Dopo le semine primaverili - spesso già ritardate o ripetute a causa del maltempo - intervengono i cinghiali. Gli animali, con un comportamento quasi metodico, seguono le file di semina. Usano il grifo per sollevare la terra ancora soffice e scavano fino a raggiungere i semi. Procedono allineati, come un plotone, rigando il campo da un capo all’altro.

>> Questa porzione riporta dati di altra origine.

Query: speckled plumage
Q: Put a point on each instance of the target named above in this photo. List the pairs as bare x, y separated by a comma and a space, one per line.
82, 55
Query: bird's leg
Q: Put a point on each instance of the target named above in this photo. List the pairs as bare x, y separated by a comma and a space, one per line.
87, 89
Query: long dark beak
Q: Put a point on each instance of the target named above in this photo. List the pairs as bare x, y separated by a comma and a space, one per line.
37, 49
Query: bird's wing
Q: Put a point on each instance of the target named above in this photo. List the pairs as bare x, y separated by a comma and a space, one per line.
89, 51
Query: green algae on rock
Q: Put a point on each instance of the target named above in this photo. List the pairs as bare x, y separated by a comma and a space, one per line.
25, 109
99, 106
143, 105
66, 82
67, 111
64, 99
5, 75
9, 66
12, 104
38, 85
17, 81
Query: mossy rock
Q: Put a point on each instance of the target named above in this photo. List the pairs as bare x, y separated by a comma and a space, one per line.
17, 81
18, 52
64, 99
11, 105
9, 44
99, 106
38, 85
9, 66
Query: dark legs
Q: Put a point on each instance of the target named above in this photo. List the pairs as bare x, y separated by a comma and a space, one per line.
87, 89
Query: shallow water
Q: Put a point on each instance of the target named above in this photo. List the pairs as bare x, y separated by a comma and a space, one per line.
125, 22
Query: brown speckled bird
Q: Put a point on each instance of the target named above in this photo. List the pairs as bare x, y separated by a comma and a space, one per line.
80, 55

È un assalto silenzioso ma devastante.
I danni? Pesantissimi. In una sola notte un branco può causare migliaia di euro di perdite. Basti pensare che seminare un ettaro di mais costa tra i 1200 e i 1400 euro solo per il seme, senza contare fertilizzanti, lavorazioni meccaniche e costi operativi. Se poi si è costretti a riseminare in un periodo non ottimale, la produttività finale cala drasticamente, compromettendo l'intero bilancio aziendale.
Il fenomeno non è nuovo, ma negli ultimi anni è cresciuto in intensità e frequenza. Quello dei danni da cinghiali è ormai un problema strutturale per l’agricoltura italiana. Per le attività agricole ogni stagione di semina rischia di trasformarsi in una roulette russa.